Ainda na década de 1990, em Chapecó, também no oeste catarinense, um grupo de amigos comandado por Saulo Popov Zambiasi, criou a Conjuração Trash, que já soma uma produção com mais de 20 vídeos do gênero. Como o cinema não é a profissão de nenhum dos “conjurados”, a intenção nunca foi ter retorno financeiro, e a verba para tirar as ideias do papel sempre saiu do próprio bolso.
“Quando começamos, em 1996, era tudo muito difícil, mas não menos divertido. A captação de áudio e vídeo era feita por uma filmadora VHS compacta, com uma fitinha pequena. Hoje temos máquinas digitais, celulares, softwares gratuitos para edição, computadores melhores, mais espaço em disco. Entretanto, a gente começa a exigir mais de nós mesmos”, relata Saulo. O grupo costuma fazer pausas breves nas produções por causa da falta de tempo, mas já planeja a compra de uma nova câmera para dar um novo gás às próximas filmagens.

Eles se submetem
Pouco orçamento, dificuldade de distribuição e baixo retorno financeiro são obstáculos que perduram por anos, mas nem de longe afetam o trabalho dos amantes do cinema underground, que sempre contam com um punhado de gente disposta a embarcar junto.
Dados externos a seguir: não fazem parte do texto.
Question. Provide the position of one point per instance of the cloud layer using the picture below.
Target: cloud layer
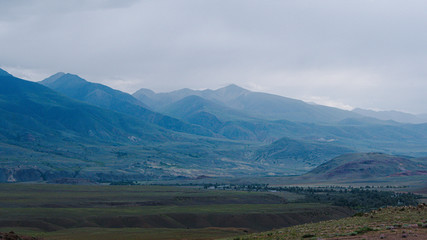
(360, 53)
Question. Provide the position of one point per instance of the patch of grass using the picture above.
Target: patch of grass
(381, 220)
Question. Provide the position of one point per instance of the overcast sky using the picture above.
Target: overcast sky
(354, 53)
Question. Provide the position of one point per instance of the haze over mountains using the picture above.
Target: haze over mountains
(74, 128)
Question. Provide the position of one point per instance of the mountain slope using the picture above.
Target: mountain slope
(102, 96)
(290, 153)
(256, 104)
(30, 106)
(367, 165)
(392, 115)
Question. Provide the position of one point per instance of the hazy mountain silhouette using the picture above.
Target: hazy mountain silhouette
(256, 104)
(102, 96)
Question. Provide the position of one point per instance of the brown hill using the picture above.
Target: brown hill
(367, 165)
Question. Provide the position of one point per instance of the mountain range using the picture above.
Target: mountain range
(66, 126)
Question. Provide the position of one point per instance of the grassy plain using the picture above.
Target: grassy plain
(148, 212)
(385, 223)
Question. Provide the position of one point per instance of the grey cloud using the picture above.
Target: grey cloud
(361, 53)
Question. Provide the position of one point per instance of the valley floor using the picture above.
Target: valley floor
(384, 223)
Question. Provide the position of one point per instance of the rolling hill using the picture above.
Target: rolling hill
(366, 166)
(255, 104)
(105, 97)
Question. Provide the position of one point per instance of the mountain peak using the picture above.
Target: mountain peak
(233, 87)
(62, 77)
(3, 73)
(231, 91)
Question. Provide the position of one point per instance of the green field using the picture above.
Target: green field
(149, 212)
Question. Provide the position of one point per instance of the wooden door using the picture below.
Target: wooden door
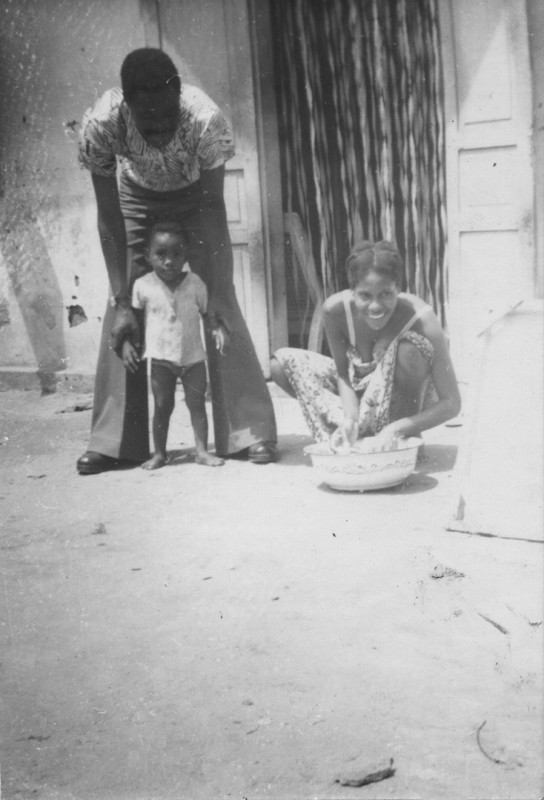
(209, 40)
(489, 177)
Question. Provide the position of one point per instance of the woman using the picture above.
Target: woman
(391, 375)
(169, 144)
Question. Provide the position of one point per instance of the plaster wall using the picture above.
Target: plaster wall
(56, 56)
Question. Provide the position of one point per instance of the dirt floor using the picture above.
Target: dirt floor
(243, 632)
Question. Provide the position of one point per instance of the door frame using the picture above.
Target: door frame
(266, 116)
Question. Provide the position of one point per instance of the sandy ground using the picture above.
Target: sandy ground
(245, 633)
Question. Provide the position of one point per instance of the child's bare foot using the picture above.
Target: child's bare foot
(155, 462)
(208, 459)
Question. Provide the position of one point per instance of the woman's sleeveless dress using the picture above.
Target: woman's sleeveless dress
(314, 380)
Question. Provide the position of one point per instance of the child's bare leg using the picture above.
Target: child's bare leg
(194, 386)
(163, 385)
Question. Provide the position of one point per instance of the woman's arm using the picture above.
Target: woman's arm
(111, 229)
(448, 404)
(338, 345)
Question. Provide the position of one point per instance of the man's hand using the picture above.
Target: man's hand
(130, 356)
(344, 436)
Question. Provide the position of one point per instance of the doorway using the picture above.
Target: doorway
(361, 131)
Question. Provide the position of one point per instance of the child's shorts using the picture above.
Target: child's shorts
(159, 366)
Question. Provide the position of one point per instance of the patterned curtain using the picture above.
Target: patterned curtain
(359, 87)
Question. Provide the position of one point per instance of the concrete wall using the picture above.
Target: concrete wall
(535, 24)
(56, 56)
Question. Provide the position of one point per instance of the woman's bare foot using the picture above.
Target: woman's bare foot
(208, 460)
(155, 462)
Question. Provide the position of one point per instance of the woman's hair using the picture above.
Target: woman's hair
(148, 70)
(165, 226)
(381, 257)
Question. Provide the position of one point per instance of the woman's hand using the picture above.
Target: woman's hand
(130, 356)
(344, 436)
(125, 324)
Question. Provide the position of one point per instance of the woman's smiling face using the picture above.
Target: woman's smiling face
(376, 297)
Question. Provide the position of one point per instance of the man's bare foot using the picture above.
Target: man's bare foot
(155, 462)
(208, 460)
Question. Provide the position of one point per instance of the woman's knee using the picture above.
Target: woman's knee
(411, 366)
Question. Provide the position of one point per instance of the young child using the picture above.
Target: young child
(173, 298)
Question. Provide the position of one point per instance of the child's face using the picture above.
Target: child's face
(167, 255)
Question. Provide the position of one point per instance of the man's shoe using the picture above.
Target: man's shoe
(263, 453)
(92, 463)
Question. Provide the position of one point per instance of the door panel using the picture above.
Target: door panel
(490, 183)
(210, 42)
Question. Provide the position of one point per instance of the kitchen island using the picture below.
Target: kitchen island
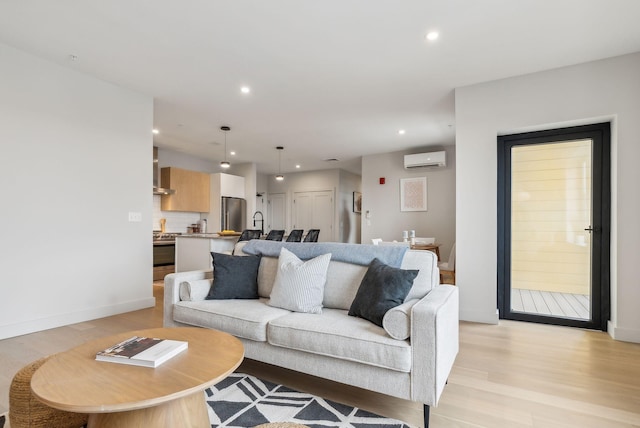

A questão dos atores é mais um fator aparentemente complicado de resolver, ao menos no ponto de vista de quem assiste aos filmes. Mas apesar de parecer improvável que haja profissionais dispostos a protagonizarem cenas em que são melecados por todo o tipo de gosma, ficam sem roupa e em situações bizarras, os diretores garantem não haver transtornos na formação dos elencos. Pelo menos isso.
“Sempre fiz filmes com amigos, que eram ou não atores, mas nunca foi uma relação profissional do tipo o ‘estou te pagando e você tem que fazer isso’. Sempre tive a sorte de ter amigos dispostos”, diz. “Sempre achei sossegada a questão dos atores. Faço filmes com um humor meio doentio, mas é um trabalho sério. Mando o roteiro antes e o ator diz se quer ou não fazer. Nunca tive problemas com isso, acho que só uma vez um cara desistiu quando já tinha começado”, explica Petter.

Gênero tem espaço
Para Gurcius, apesar das recorrentes adversidades, o período está favorável no país, ao menos no que diz respeito ao terror. “Hoje tem muita gente produzindo, tem até a Sandy atuando”, lembra, referindo-se ao longa de horror “Quando Eu Era Vivo”, dirigido por Marco Dutra e que além da cantora também traz Antônio Fagundes no elenco.
Além dessas superproduções que podem levar possíveis apreciadores do horror para o os subgêneros de baixo orçamento, hoje também há muitos festivais de cinema que abraçam o trash e o gore no Brasil e exterior. “Inscrevemos o ‘Zombio 2’ em aproximadamente 45 festivais e fomos selecionados para participar de 30, inclusive o Catavídeo, em Florianópolis, no ano passado”, conta Petter. O filme passou também pelos festivais de Sitges, na Catalunha, Indie, em Belo Horizonte, Fantaspoa, em Porto Alegre e Riofan, no Rio de Janeiro.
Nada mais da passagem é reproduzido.